Helen Stephenson, chief executive of the Charity Commission, delivered a wide-ranging speech at the regulator’s annual public meeting yesterday afternoon.
She shared some findings from research into the impact of Covid on the charity sector, explained the Commission’s position when it comes to “culture war” issues, and revealed that the regulator will soon begin a review of the data it gathers about charities.
‘No simple way of summing up what Covid has meant for charities’
Stephenson told the virtual audience that the Commission would soon publish new research into how the pandemic has impacted the sector.
“It’s a complex picture,” she said. “Such is the diversity of the sector, in terms of charities’ size, activities and operations, that there is no simple way of summing up what Covid has meant for charities.”
But the Commission has concluded that there has been a “significant impact on most charities” with 72% of respondents saying they changed, curtailed or halted work.
Stephenson added: “Smaller charities in particular saw their services severely impacted – one in four paused their activities completely during the first lockdown.
“The impact of this on those who benefit from their work is harder to measure, but it is likely that it was in some cases significant.”
However, the Commission has also found evidence of the sector’s resilience.
“Charities rose to the challenge Covid presented,” Stephenson said.
“Many were quick to adapt and take evasive action during the first lockdown and the sudden loss of income that followed.”
‘For some charities the most difficult times may lie ahead’
Stephenson emphasised that the challenges were varied and far from over.
“For some charities the most difficult times may lie ahead,” she said.
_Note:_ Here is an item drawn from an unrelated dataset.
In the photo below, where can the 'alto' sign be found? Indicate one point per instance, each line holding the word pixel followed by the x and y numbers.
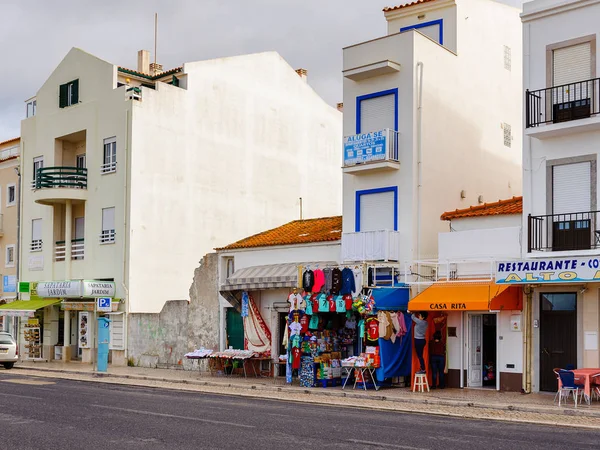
pixel 553 270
She explained that as well as the financial and operational issues facing the sector, charities also needed to consider their internal relationships.
Stephenson said it was “about maintaining good governance and a healthy board dynamic, even where there are differences of opinion about how to shape the charity’s work into a future that remains uncertain”.
She added that the Commission has “already seen an increase in disputes in charities”. Her advice to charities was to “prioritise communication”.
She said: “As you face difficult decisions about how to adapt your charity’s work to changing times, be alive to the risk of disagreements escalating.
“Don’t place being right ahead of doing the right thing. Prioritise communication with those you work with, and work for, and with those on whose support you rely.”
Elsewhere she highlighted that part of the reason for a 75% increase in whistleblowing reports could “indicate growing pressures on board dynamics and good governance in charities, linked perhaps to challenges arising during the pandemic”.
Controversial, sensitive issues
Stephenson alluded to recent cases involving Runnymede Trust, Barnardo’s and the National Trust, where complaints from Conservative MPs about the issues charities have spoken out on, have led to compliance cases.
In all three examples the Commission ultimately cleared the charities of any wrongdoing.
Stephenson defended the regulator’s actions.
“Some have criticised us for opening cases into these matters,” she said. “They have questioned the motives of those who raised concerns.
“Let me use this opportunity be absolutely clear: the Commission does not, and must not, examine people’s world views or ideologies before deciding whether they have a right to have their concerns examined by us.”
She added that if the Commission finds no problems it will say so.
Furthermore, Stephenson said that because “public debate in our society feels increasingly divided” it was “vital that regulators like the Commission steer a clear-headed, steady course through sensitive issues”.
This is also something she urged charities to consider in their own activity.
“It’s also important that charities themselves are alive to the wide range of legitimate views and sensibilities that exist within the public on whose support they ultimately rely,” she said.
“This doesn’t mean avoiding controversy or difficult issues. But trustees must ensure their decisions and priorities are driven by their charity’s aims. Not by their own world view and outlook.”
‘Fundamental review of the data we collect from charities’
Stephenson told the audience that the Commission “must also help charities anticipate risks that they face”.
To do this the regulator wants to make better use of data.
“Over the year ahead, we will begin a fundamental review of the data we collect from charities, including through the annual return and charities’ annual reports and accounts. We will also review and improve how we make that data work once we hold it,” she said.